You can now use VS code to enable diagnostics on a subset of your devices and choose the frequency of logging by setting a sampling rate of diagnostic logs per device depending on your business needs. This post provides an outline to configure distributed tracing settings using VS Code. Try it today and let us know what you think.

Before you begin

Please take the following steps to ensure that you are ready to leverage distributed tracing.

  1. Ensure that you have the Azure IoT Hub Toolkit v2.x.x extension in VSCode. You can install the Azure IoT Tools to get this extension.
  2. Ensure that your devices have the latest device C SDK and have the code updated to understand the distributed tracing settings. You can leverage the sample client application code to make changes to your device SDK.

 

Configure device to send diagnostic information

After setting up your devices with updated C SDK, now you can control distributed tracing from Visual Studio Code with the Azure IoT Tools extension in VS Code.

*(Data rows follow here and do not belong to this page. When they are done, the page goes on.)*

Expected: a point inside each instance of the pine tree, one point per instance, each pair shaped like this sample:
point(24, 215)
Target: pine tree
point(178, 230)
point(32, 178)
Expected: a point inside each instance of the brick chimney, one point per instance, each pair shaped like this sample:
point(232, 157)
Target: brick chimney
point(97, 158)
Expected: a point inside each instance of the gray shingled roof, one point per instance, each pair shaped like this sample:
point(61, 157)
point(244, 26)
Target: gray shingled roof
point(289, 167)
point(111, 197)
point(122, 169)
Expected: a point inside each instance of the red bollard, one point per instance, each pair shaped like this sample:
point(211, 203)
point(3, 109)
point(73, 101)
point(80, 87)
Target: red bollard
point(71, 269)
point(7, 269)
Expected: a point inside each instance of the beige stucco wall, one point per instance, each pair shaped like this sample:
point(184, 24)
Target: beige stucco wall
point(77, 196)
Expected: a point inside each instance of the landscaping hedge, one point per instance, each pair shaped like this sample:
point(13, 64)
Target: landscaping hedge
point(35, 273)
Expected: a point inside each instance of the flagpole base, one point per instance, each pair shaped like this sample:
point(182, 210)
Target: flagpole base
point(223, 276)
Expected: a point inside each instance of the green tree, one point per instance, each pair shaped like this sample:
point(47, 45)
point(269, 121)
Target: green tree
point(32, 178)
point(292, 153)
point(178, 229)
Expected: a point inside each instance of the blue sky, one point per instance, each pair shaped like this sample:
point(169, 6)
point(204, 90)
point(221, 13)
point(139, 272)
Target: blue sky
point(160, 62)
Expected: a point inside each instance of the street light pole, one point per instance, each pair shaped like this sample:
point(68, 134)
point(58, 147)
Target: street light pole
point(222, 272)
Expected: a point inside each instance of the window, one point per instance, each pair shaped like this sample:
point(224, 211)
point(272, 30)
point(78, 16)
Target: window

  1. Expand “AZURE IOT HUB DEVICES” section inside Explorer, and follow the instructions to connect to your Azure IoT Hub.
  2. Create a device or expand an existing device, you can see there is a child node named “Distributed Tracing Setting (Preview)”
  3. Right click it and select “Update Distributed Tracing Setting (Preview)”
  4. Now you can enable/disable distributed tracing and set the sampling rate
  5. After setting, you can expand “Distributed Tracing Setting (Preview)” node to see if desired property is set successfully:
  6. If your device is connected to IoT Hub, you can monitor reported properties. Once this section is updated, it means your device gets and respects the distributed tracing setting you just set. You can also right click “Enable Distributed Tracing” and “Sampling Rate” nodes under “Desired” to set them separately.

 

Accessing the logs

Once you have enabled distributed tracing on your devices, you can use the Azure portal to archive your logs to Azure storage, query in Log Analytics or visualize in AppMap. More information about distributed tracing and ways to capture and analyze the logs can be found in our documentation.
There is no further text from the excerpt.